Odpowiedzi brak

Ruszyła pomoc dla poszkodowanych przez klęskę powodzi. Ale niestety wciąż nie ma odpowiedzi na najważniejsze chyba pytanie: ile dostaną rolnicy, którzy nie wykupili obowiązkowej polisy na połowę upraw. Czy dalej będą mogli korzystać z całego pakietu pomocowego czy tylko z jego połowy?

Lista mechanizmów pomocy jest bardzo długa i obejmuje między innymi kredyty preferencyjne, wypłatę świadczeń socjalnych, odroczenia lub anulowanie płatności składek KRUS oraz rat dzierżawnych w Agencji Nieruchomości Rolnych. A wójtowie będą mogli zastosować ulgi w podatku rolnym. Jest tylko jedno, ale. Aby uzyskać taką pomoc w pełniej wysokości trzeba mieć wykupioną polisę. To efekt obowiązywania od początku roku nowej unijnej dyrektywy.

Konrad Rojewski – Polska Izba Ubezpieczeń: „Każdy rolnik, który ubiega się o wsparcie, ponieważ poniósł straty w wyniku klęski żywiołowej, to jeżeli nie okaże wcześniej zawartej polisy na co najmniej 50% powierzchni upraw, 50% swojej produkcji rolnej, wówczas pomoc publiczna zostanie mu znacznie, znacznie zmniejszona”

Ministerstwo rolnictwa od razu wystąpiło do Komisji Europejskiej z wnioskiem o nie stosowanie tych zasad w stosunku do rolników poszkodowanych przez powódź. Ale wciąż nie ma odpowiedzi.

Artur Ławniczak – wiceminister rolnictwa: „Czekamy na ta odpowiedź, jesteśmy w stałym, roboczym kontakcie, myślę, że w ciągu najbliższych kilku dni będzie to wyklarowane”

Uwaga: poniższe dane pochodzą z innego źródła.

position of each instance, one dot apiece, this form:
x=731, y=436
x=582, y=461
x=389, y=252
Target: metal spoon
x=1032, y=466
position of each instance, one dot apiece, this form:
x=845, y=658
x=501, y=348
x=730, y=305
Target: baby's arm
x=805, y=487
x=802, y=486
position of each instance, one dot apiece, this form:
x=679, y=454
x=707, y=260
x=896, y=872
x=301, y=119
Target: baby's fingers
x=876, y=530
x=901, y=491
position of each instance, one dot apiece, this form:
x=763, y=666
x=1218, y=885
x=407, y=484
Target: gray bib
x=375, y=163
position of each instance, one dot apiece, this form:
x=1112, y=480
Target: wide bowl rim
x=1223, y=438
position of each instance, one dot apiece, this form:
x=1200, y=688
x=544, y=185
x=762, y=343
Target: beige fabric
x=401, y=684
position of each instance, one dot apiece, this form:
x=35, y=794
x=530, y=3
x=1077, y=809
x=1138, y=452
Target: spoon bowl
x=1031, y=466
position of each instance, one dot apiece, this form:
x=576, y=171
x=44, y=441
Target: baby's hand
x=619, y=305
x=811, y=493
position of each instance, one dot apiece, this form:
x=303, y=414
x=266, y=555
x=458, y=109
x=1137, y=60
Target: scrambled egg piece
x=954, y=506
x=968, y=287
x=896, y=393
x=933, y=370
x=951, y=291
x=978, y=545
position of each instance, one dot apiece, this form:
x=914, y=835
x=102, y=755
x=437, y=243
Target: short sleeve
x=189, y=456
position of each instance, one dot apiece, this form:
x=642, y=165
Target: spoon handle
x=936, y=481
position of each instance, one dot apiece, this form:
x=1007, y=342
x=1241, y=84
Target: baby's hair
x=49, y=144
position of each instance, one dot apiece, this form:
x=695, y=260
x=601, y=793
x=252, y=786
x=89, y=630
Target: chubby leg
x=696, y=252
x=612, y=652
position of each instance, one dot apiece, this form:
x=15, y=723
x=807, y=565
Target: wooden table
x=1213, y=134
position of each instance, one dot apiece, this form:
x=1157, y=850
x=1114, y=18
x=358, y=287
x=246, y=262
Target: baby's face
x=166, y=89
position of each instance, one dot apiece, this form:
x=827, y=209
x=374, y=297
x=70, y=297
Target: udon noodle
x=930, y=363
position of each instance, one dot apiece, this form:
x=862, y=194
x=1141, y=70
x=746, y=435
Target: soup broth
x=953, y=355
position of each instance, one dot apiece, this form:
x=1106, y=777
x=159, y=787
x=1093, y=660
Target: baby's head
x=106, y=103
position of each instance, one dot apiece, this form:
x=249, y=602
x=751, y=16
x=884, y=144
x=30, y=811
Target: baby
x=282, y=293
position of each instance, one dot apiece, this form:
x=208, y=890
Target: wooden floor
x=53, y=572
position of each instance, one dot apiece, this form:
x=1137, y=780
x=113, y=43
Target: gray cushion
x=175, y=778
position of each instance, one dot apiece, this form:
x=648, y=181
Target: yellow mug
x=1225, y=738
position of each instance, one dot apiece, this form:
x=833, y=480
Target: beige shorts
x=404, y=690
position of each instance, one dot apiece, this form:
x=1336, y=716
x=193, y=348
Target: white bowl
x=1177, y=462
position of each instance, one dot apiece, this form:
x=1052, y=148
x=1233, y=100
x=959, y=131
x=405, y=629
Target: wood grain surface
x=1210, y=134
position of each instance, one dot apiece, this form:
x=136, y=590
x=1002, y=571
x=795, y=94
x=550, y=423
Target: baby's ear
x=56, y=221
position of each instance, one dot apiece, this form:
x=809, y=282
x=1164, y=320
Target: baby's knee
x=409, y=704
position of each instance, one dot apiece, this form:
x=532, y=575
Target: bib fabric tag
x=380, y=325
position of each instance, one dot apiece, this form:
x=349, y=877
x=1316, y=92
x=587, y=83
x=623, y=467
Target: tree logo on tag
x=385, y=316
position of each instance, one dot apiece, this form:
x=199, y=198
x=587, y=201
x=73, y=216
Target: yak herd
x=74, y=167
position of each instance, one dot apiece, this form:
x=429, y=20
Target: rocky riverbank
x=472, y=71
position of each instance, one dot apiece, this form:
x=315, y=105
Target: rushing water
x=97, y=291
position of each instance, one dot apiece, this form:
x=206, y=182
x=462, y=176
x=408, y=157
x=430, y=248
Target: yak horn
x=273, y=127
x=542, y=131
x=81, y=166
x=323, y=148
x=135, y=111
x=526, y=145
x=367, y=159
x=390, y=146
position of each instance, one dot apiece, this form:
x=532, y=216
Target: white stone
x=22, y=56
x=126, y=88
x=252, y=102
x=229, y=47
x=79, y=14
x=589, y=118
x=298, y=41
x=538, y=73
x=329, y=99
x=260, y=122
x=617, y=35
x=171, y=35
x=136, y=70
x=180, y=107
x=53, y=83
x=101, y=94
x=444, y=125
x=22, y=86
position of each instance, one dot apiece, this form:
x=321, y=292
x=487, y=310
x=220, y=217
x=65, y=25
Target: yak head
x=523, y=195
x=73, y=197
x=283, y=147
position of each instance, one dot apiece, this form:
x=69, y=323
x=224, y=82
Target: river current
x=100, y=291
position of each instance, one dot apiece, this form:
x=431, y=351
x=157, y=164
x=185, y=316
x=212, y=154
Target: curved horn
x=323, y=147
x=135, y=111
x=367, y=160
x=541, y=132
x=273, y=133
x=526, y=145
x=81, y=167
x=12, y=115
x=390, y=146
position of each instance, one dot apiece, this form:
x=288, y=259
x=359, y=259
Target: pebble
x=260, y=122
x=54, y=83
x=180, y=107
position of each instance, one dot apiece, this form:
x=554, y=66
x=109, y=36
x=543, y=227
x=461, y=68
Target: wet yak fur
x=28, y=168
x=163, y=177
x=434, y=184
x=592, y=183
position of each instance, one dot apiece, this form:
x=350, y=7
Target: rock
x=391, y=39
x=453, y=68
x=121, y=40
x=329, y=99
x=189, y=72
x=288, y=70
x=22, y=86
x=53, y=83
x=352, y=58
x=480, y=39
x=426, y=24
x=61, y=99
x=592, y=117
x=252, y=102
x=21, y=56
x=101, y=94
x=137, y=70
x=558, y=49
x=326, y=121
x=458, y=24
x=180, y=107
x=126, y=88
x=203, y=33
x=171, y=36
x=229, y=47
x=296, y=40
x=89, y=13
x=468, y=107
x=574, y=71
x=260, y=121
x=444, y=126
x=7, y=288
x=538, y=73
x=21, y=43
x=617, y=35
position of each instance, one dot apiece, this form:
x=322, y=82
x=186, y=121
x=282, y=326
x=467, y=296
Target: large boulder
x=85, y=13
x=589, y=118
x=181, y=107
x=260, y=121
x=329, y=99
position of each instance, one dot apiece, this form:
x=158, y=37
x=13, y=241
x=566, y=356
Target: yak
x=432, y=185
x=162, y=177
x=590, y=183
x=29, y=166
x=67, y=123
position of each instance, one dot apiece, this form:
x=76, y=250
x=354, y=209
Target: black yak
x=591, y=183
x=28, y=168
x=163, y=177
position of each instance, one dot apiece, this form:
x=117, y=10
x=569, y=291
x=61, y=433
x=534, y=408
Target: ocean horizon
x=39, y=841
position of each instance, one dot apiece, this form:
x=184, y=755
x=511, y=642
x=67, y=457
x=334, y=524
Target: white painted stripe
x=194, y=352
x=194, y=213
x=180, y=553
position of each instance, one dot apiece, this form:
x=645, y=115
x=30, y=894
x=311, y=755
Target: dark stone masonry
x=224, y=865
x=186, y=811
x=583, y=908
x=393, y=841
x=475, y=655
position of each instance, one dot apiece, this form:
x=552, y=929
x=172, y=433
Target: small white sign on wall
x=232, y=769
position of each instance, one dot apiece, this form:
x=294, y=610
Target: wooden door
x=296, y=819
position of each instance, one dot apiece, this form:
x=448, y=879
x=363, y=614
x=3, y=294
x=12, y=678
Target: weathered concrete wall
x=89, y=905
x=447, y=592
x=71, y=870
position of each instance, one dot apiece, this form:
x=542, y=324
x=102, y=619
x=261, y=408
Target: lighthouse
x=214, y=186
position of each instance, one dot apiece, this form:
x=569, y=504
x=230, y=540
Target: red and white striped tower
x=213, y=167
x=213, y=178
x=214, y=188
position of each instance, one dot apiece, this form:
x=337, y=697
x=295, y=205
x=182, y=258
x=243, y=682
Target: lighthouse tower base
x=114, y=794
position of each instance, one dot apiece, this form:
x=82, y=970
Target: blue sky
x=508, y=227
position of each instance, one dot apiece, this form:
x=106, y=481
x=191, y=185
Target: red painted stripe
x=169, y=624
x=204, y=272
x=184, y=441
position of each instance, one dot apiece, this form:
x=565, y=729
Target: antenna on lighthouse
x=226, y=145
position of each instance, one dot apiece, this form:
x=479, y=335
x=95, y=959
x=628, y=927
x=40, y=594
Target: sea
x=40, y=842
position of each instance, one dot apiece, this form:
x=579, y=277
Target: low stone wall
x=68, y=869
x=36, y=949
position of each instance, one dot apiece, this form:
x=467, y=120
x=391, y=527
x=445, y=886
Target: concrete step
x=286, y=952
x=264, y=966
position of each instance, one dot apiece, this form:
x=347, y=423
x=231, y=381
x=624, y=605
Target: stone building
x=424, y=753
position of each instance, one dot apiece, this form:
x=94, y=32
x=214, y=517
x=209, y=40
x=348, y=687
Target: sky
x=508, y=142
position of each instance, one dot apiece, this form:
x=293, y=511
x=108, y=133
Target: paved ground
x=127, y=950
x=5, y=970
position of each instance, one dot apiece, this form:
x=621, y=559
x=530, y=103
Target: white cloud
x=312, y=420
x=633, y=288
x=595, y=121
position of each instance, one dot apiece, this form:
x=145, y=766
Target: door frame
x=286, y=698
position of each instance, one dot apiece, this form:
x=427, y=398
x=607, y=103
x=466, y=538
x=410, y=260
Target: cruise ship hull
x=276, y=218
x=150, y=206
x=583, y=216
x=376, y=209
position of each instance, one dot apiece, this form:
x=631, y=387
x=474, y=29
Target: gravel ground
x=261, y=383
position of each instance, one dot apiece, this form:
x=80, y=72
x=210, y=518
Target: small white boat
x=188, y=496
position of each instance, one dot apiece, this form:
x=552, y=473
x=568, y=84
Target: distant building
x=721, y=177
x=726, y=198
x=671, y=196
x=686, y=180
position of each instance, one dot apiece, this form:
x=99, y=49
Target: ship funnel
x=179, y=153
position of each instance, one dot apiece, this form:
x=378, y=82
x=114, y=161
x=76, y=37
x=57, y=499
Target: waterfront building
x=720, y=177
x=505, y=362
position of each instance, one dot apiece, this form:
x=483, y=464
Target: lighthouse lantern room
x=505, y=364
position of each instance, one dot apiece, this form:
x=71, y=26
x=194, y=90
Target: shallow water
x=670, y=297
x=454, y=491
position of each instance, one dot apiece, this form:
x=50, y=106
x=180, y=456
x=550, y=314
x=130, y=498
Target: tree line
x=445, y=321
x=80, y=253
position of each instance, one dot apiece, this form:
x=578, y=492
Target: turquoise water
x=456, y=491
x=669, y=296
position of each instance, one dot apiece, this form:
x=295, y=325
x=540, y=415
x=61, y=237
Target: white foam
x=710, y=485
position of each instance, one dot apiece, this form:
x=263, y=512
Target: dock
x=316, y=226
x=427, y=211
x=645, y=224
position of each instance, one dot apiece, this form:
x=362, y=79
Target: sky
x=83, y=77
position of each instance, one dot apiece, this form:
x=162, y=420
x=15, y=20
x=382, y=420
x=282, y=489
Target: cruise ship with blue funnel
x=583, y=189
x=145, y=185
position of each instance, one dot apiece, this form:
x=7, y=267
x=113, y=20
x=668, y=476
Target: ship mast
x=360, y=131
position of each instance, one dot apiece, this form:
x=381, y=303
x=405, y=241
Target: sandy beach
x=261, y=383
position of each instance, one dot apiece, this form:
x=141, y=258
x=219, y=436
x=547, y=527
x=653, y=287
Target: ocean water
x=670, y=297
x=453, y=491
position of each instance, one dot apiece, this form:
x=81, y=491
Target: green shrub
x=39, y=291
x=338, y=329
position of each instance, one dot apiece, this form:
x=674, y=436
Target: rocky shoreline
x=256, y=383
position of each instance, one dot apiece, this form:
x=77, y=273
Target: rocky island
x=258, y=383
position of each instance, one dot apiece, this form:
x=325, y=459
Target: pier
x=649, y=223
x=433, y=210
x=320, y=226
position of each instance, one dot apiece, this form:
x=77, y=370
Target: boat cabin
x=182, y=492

Szykowane są też inne zmiany. Po pierwsze poszkodowani rolnicy będą mogli liczyć na szybszą wypłatę części unijnych dopłat bezpośrednich. Zmiana numer dwa to nowe działanie w ramach Programu Rozwoju Obszarów Wiejskich.

Artur Ławniczak – wiceminister rolnictwa: „Przygotowaliśmy projekt nowego programu, tylko i wyłącznie dla tych gospodarstw, które chcą odbudować potencjał po zniszczeniach. Dotyczy to powodzi, ale i również takich katastrof, huraganów, których niestety mamy coraz więcej i punktowo dotykają różne miejsca”

Jednorazowa pomoc dla rolnika na odtworzenie produkcji ma wynieść maksymalnie 300 tysięcy złotych przy 10% wkładzie własnym. Ale na realizację tego pomysłu trzeba jeszcze mieć zgodę Komisji Europejskiej. Optymistycznie rzecz biorąc trzeba będzie poczekać do jesieni.